A relationship breakup is a difficult time to go through. Especially when you are dealing with other tough stuff too! You will make it through this, Angel.

Do you have a therapist right now? Have you seen one recently?

Hug your bear to sleep and check in with us in the morning. We are hear for you. If you are feeling really bad right now right call a crisis phone line and talk to someone.

Northern B.C./Cariboo    
Williams Lake - Crisis and Counselling Program Crisis Line 250-398-8224 
Prince George -
Prince George Crisis Intervention Society Crisis Line 1-888-562-1214
Teen Crisis Line 1-888-564-8336 
Houston to the Queen Charlotte Islands, and north to the B.C./Yukon border, including Burns Lake, Mackenzie and Fort St. James 
Crisis Line 24 hours 1-888-562-1214
Teen Crisis Line 24 hrs 1-888-564-8336 
Quesnel - G.R.Baker Memorial Hospital-Quesst Unit
Crisis Line 250-992-9414 
Fraser Lake -
Fraser Lake Crisis Line Crisis Line 250-699-6315 
OKANAGAN/KOOTENAY Penticton - Summerland - Oliver - Osoyoos - Princeton 
Penticton & Area Crisis Line Crisis Line 250-493-6622 
Vernon - Salmon Arm - Revelstoke Pin Crisis Line
Crisis Line/Teen Line Crisis Line 250-545-2339 
Cranbrook - Community Action Centre Crisis Line 250-426-8407 
Serving the entire East Kootenay region, from Golden to the Alberta and USA borders. Crisis Line 24 hours 1-800-667-8407 
Kelowna - Westbank - Winfield - Lake Country 
Kelowna Community Resources Crisis Line 250-763-9191 
Trail - Rossland Crisis Line 250-364-1718 
Serving the West Kootenay and Boundary regions, including Nelson, New Denver, Nakusp, Salmo, Grand Forks, Caltlegar & Christina Lake -
West Kootenay-Boundary Regional Crisis Line 1-800-515-6999


----------



## Angel (Jan 9, 2005)

Thanks.. I know it's going to be really hard.. especially living about a block or so away from him and wanting to come over alot of the time. I just don't really know what to do ever and it's so hard.. 

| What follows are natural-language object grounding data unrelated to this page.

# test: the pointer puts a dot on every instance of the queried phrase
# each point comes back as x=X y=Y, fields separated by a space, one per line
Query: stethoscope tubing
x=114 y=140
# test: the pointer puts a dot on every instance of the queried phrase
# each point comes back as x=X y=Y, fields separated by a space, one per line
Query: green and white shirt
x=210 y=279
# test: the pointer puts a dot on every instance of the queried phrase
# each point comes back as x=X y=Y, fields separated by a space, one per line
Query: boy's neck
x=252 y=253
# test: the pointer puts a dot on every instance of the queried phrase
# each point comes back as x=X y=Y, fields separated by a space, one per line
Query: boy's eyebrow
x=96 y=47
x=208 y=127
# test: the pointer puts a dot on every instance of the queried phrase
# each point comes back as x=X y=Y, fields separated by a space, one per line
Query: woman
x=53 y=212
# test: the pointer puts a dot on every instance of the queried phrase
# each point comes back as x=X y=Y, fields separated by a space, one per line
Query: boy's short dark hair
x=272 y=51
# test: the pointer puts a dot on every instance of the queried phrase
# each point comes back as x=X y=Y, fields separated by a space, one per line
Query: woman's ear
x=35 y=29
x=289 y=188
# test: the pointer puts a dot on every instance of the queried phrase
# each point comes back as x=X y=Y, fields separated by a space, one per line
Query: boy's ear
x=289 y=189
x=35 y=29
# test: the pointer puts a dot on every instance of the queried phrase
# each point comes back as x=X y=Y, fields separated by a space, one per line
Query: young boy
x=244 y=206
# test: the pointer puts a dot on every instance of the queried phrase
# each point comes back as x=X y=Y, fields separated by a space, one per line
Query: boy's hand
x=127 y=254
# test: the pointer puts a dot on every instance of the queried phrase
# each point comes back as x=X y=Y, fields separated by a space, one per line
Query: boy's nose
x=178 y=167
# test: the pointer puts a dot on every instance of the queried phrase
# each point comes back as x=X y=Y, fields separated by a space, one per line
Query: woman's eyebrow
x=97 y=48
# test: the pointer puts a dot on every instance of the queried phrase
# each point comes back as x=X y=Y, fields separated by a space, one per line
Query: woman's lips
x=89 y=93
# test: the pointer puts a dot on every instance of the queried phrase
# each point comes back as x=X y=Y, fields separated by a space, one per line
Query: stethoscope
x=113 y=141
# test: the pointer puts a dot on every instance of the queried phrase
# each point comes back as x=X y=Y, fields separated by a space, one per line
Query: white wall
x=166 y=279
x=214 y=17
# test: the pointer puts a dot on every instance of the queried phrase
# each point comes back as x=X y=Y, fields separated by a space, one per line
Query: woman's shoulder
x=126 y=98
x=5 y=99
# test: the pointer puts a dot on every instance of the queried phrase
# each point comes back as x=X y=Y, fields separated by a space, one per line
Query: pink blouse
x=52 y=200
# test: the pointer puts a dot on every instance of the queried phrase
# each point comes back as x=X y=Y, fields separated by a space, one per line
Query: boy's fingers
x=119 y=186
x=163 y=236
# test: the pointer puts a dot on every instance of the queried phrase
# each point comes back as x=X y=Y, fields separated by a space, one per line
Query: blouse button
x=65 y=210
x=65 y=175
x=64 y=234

To answer your question, I've seen theripists in the past but I haven't been able to contact one right now. I've tried making appointments but seems like I keep hitting dead ends. 

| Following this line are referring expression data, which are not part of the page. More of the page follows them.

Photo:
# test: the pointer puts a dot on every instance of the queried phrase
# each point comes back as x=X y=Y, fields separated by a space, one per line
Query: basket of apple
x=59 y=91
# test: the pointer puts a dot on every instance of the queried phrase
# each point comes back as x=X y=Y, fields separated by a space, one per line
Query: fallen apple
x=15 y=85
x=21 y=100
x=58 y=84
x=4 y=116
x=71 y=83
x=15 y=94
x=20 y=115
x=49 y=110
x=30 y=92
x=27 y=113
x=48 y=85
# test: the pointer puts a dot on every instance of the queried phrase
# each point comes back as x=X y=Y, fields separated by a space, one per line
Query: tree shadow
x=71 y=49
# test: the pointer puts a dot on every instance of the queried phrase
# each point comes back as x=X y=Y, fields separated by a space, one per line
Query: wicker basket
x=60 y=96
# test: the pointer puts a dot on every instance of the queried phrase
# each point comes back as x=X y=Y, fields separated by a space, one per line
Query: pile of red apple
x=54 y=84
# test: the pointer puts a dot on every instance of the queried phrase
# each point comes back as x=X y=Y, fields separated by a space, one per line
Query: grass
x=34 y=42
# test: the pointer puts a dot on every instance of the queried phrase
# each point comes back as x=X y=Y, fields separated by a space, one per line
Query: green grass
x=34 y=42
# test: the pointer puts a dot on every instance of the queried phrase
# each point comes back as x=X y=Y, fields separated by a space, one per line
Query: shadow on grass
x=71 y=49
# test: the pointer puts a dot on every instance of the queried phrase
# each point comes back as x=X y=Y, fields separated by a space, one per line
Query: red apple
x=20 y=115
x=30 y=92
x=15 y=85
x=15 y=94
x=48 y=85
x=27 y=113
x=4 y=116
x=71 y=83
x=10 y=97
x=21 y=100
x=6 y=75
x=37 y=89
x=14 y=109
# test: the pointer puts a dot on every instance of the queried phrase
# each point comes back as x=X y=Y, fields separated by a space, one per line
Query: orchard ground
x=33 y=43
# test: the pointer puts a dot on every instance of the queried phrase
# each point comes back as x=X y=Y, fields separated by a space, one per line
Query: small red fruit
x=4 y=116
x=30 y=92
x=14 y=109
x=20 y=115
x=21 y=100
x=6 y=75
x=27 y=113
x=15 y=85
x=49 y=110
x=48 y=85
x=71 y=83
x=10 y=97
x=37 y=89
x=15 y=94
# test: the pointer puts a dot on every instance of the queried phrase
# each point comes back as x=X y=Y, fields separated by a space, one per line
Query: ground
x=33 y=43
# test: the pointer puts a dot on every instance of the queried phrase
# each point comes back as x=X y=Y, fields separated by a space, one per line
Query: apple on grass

I'm really scared. I don't know what is coming next and it scares me to know that I have such a challenge ahead of me. I'm not sure how I'm going to be able to handle it.


----------



## David Baxter PhD (Jan 10, 2005)

Angel, have you tried any of those crisis lines posted by Heart Art? If not, we'll dig a little deeper for you. Send me a private message with your location (city/town) and I'll see what I can find for you.

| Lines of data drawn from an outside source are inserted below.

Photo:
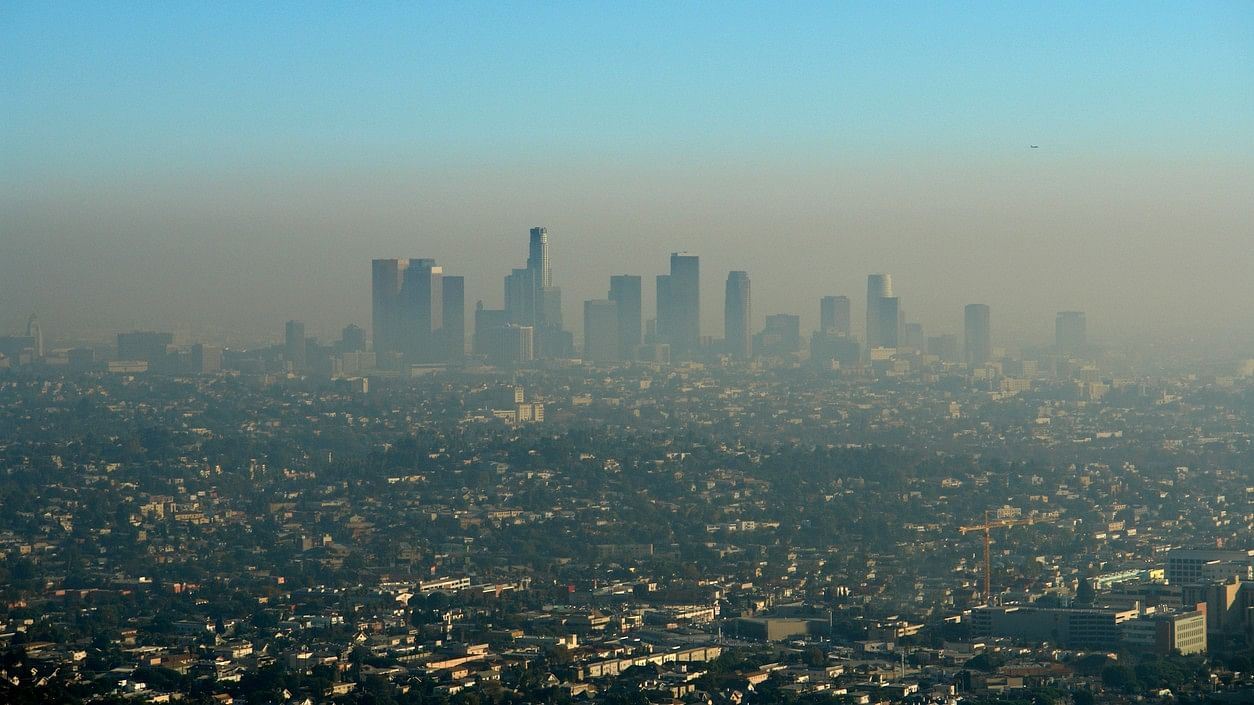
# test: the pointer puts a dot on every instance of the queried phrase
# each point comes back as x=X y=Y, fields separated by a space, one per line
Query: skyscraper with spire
x=737 y=310
x=532 y=300
x=879 y=289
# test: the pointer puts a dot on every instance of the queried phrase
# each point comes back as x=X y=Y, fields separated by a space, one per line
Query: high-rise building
x=532 y=300
x=888 y=321
x=453 y=331
x=421 y=311
x=878 y=289
x=388 y=277
x=144 y=345
x=625 y=291
x=408 y=310
x=600 y=330
x=295 y=345
x=508 y=344
x=736 y=316
x=685 y=304
x=834 y=315
x=1071 y=333
x=205 y=359
x=537 y=257
x=977 y=335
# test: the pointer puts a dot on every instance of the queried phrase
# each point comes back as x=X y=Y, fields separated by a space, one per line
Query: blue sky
x=136 y=84
x=869 y=134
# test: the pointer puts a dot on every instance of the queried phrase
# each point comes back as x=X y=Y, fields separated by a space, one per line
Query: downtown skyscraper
x=533 y=301
x=679 y=305
x=625 y=291
x=977 y=335
x=737 y=315
x=418 y=315
x=834 y=316
x=883 y=312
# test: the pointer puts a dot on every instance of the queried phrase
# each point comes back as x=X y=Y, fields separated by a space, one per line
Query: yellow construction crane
x=987 y=527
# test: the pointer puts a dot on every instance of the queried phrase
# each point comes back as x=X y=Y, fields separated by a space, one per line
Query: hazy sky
x=223 y=166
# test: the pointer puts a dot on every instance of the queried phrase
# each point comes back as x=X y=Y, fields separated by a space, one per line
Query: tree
x=1120 y=678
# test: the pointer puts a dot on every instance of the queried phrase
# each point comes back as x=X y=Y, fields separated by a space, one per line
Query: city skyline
x=222 y=171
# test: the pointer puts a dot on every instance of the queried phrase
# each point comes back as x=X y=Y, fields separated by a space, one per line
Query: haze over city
x=225 y=168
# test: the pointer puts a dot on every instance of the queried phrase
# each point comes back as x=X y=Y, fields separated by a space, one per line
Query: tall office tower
x=662 y=323
x=453 y=331
x=685 y=302
x=834 y=315
x=1071 y=333
x=532 y=300
x=537 y=257
x=888 y=321
x=508 y=344
x=388 y=277
x=421 y=310
x=737 y=315
x=600 y=330
x=144 y=345
x=295 y=345
x=977 y=334
x=35 y=333
x=878 y=289
x=625 y=292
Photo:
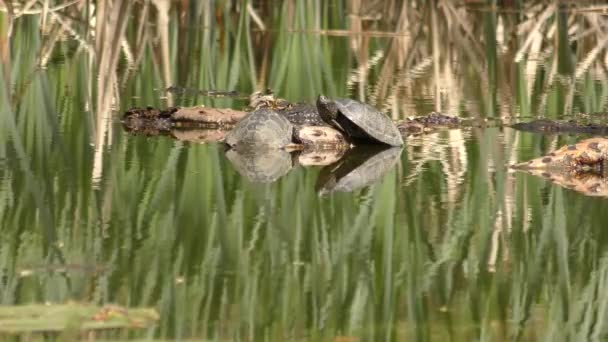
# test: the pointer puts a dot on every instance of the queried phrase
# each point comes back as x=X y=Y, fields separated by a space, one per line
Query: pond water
x=447 y=243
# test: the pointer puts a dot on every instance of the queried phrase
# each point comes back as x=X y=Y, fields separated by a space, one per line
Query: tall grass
x=447 y=245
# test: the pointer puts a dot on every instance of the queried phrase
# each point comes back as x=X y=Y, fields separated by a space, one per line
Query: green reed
x=171 y=224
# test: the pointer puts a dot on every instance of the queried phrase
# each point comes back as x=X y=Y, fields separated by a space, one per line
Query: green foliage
x=449 y=244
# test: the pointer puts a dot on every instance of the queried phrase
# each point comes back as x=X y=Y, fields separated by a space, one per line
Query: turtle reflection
x=261 y=165
x=360 y=167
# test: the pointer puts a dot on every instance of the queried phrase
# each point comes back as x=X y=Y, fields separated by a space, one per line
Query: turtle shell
x=263 y=128
x=360 y=119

Also, do you have a family doctor? If so, ask him/her for a referral -- he may know of someone taking new referrals.


----------



## cm (Jan 10, 2005)

Angel,  when you hit a dead end of the highway, a new road must be started.  It may only start as a narrow trail and someone stronger at the moment may have to break it ahead of you, but it will lead you to new discoveries along the way.  (Glad you're along on the journey with us!)
cm


----------



## haunting (Jan 10, 2005)

Angel, sometimes our "teady bears" that we have to hold can help comfort us. Have you talked to anyone?? I do hope you try some of these phone numbers or send your info to Dr. Baxter. Please be safe and know that there are so many others that want to help you and see you become well. Get the help you deserve and keep us posted if possible.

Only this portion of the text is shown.